Wie steht es um den Nachwuchs?

Knapp zwei Wochen ist es her, dass die deutsche U21 Europameister geworden ist. Für Stefan Kuntz, seit Mitte 2016 Trainer des Teams, war es die dritte von drei möglichen Finalteilnahmen; zweimal holte er den Titel. Hört sich schon wieder verdächtig nach künftiger Fußball-Weltherrschaft an. Doch der Erfolg war vor allem das Ergebnis mannschaftlicher Geschlossenheit, gepaart mit einer ausgeprägten Siegermentalität. Individuell waren die Deutschen vielen ihrer Gegner – den Holländern und Portugiesen zum Beispiel – deutlich unterlegen. Diese Defizite sind seit langem bekannt.

Michael Zorc, Sportdirektor von Borussia Dortmund, hat schon vor einigen Jahren gesagt: „Was die Top-Talente anbetrifft, sind wir überholt worden.

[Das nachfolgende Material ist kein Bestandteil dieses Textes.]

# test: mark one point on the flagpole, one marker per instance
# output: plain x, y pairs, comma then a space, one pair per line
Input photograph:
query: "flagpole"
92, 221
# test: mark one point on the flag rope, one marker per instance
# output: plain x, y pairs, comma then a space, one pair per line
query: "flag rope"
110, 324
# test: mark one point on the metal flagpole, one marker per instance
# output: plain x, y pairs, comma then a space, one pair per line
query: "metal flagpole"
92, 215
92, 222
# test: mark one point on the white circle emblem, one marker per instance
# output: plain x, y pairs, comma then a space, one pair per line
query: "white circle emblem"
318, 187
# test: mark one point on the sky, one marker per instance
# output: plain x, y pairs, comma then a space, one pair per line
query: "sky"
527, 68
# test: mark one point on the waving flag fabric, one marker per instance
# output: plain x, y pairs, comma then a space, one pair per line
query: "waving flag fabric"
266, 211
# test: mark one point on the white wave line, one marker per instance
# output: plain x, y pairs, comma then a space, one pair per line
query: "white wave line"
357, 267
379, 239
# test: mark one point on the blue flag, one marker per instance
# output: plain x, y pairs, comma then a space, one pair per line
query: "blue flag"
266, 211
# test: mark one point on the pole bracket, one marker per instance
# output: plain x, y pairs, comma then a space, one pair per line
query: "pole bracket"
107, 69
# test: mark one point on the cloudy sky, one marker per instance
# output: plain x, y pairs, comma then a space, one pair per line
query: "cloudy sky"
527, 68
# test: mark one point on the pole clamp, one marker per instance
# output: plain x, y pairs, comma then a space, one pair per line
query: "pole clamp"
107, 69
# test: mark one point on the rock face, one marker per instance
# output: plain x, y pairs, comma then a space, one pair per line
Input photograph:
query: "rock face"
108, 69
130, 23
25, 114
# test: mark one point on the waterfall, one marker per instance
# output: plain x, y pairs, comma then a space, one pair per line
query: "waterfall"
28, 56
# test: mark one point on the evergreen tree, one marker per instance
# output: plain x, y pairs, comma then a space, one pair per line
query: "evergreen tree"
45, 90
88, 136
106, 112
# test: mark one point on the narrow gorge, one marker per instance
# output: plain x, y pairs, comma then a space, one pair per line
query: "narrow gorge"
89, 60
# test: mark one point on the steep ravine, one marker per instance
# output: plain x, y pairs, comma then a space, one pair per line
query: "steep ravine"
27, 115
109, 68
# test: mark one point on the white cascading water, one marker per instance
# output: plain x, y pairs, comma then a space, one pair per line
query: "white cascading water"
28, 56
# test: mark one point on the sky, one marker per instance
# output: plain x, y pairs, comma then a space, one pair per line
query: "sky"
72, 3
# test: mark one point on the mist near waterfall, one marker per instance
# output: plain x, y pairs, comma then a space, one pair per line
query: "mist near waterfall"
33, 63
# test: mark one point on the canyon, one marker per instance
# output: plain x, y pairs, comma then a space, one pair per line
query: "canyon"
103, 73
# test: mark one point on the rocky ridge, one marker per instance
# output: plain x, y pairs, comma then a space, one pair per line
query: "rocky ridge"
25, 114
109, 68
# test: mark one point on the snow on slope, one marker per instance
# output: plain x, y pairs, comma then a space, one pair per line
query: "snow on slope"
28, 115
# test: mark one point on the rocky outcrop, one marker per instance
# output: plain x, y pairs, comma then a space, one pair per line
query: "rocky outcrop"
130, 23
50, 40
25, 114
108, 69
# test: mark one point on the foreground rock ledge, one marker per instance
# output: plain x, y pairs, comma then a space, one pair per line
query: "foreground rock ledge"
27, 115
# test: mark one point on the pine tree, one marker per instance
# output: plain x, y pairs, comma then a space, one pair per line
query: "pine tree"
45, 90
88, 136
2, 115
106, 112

Vor allem von den Franzosen, seit einiger Zeit auch von den Engländern.“ Selbst in den U-Teams der deutschen Bundesligisten tummeln sich inzwischen immer mehr Spieler aus dem Ausland, weil sie den heimischen Talenten technisch überlegen sind. Ein wenig sind die Deutschen Opfer ihres eigenen Erfolges geworden, der nicht zuletzt der Nachwuchsreform um die Jahrtausendwende zu verdanken war. Damals hinkten sie der Weltspitze vor allem taktisch hinterher. Also haben sie vornehmlich passsichere Mittelfeldspieler entwickelt, die im Verbund perfekt funktionieren.

Der deutsche Fußball hat zu viel des immer Gleichen ausgebildet, ein Übermaß an zentralen Mittelfeldspielern hervorgebracht, dafür andere Positionen vernachlässigt: offensiv denkende Außenverteidiger, kantige Abwehrrecken, Eins-gegen-eins-Spieler, echte Mittelstürmer – und das zum Teil schon seit Jahren. Auch Hansi Flick, der künftige Bundestrainer, hat das bereits bemängelt: „Unsere Spieler in den Leistungszentren können alle einen perfekten Aufsatz über die Spielsysteme schreiben, aber wir müssen sehen, dass sie in den Basics top sind. Wir müssen sie ermuntern, sich spielerisch auszutoben. Ich möchte Spieler haben, deren Stärke das Eins-gegen-eins ist und die sich auch trauen, diese Qualität einzusetzen.“ Flick hat das gesagt, als er noch Sportdirektor beim DFB war. Vor fast sechs Jahren.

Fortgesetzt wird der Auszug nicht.